One of the only sectors in which the value of transactions rose during the first half of the year was energy. Although the number of transactions fell 26 percent, according to data from Ernst & Young, the value rose 37 percent to $55.8 billion, despite the fact that both crude oil and natural gas prices spent most of the second quarter in steady decline.

But those trends seem to support the conclusions E&Y drew elsewhere: Energy exploration and production companies are under pressure to rationalize their holdings as their revenues are threatened by those low commodity prices. In some cases, sellers likely opted to unload assets rather than bringing them onstream or leaving them idle; buyers may have been able to pick up productive oil and gas assets at a relative discount. Another hot spot was the "clean tech" arena, where, in spite of the slump in solar energy in recent years, dealflow soared 41 percent in the first quarter alone, according to an earlier report from Ernst & Young.

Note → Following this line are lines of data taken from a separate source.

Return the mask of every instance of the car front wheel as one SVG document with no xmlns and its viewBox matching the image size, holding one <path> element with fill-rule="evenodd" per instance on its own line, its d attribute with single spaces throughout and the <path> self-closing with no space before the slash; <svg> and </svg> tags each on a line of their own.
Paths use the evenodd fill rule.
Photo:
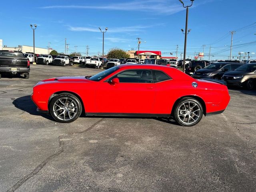
<svg viewBox="0 0 256 192">
<path fill-rule="evenodd" d="M 187 97 L 180 101 L 174 109 L 174 117 L 180 125 L 193 126 L 201 120 L 203 116 L 203 108 L 196 100 Z"/>
<path fill-rule="evenodd" d="M 78 98 L 72 94 L 63 93 L 54 97 L 50 104 L 51 115 L 60 123 L 70 123 L 82 113 L 82 106 Z"/>
<path fill-rule="evenodd" d="M 252 90 L 254 88 L 254 82 L 252 79 L 249 79 L 246 82 L 246 87 L 249 90 Z"/>
</svg>

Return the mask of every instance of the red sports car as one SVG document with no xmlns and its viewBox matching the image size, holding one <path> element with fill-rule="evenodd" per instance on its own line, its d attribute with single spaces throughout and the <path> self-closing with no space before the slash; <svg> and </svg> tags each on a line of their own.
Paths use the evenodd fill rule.
<svg viewBox="0 0 256 192">
<path fill-rule="evenodd" d="M 122 65 L 92 76 L 52 78 L 38 83 L 32 100 L 38 111 L 69 123 L 86 116 L 174 117 L 192 126 L 218 114 L 230 99 L 224 82 L 196 80 L 165 66 Z M 215 81 L 213 82 L 212 81 Z"/>
</svg>

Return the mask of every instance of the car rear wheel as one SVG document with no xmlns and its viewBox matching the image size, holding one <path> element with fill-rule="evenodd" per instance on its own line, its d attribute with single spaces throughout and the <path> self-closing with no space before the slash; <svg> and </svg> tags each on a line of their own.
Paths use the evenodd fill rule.
<svg viewBox="0 0 256 192">
<path fill-rule="evenodd" d="M 203 112 L 202 105 L 197 100 L 187 97 L 182 100 L 176 106 L 174 114 L 179 125 L 190 126 L 199 122 Z"/>
<path fill-rule="evenodd" d="M 246 88 L 249 90 L 252 90 L 254 88 L 254 82 L 252 79 L 249 79 L 246 82 Z"/>
<path fill-rule="evenodd" d="M 24 78 L 25 79 L 28 79 L 29 78 L 29 73 L 28 73 L 28 74 L 25 74 L 24 75 Z"/>
<path fill-rule="evenodd" d="M 194 71 L 196 71 L 199 69 L 201 69 L 202 68 L 202 67 L 200 65 L 198 65 L 197 66 L 196 66 L 194 68 Z"/>
<path fill-rule="evenodd" d="M 75 121 L 82 113 L 82 106 L 78 98 L 72 94 L 63 93 L 54 97 L 50 104 L 50 112 L 60 123 Z"/>
</svg>

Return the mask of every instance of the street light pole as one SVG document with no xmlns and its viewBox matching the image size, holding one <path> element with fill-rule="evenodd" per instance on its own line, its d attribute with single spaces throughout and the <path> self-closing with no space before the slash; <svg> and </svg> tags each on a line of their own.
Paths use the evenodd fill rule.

The real reason that the M&A activity is generally in a slump, however, has less to do with the Eurozone's woes than it does to the uncertainty that has prevailed since the financial crisis first threatened in 2007. When corporate boards are anxious about what the future may hold, their reluctance to sign off on costly acquisitions grows still stronger – especially when they ponder the harsh truth, proven by one academic study after another, that only a minority of such acquisitions actually generate value for shareholders over the long haul.

Far better wait, they may well reason, until there is some kind of consensus on what happens next. Given that slow growth in the United States and the Eurozone's debt crisis are taking a toll on markets as far afield as Brazil, India and China, it may be harder than usual to rationalize an offshore acquisition as a way to generate growth from higher-growth overseas markets.

Investment banks may view the flurry of deals in the last few days as a hopeful sign, but the odds are that the second half of 2012 will end up being an underwhelming one for merger advisors and other dealmakers at corporate law firms. Look for companies to spend more money on hiring, and then perhaps on new technology, before they go in quest of an acquisition that may or may not pay off in the form of higher growth rates.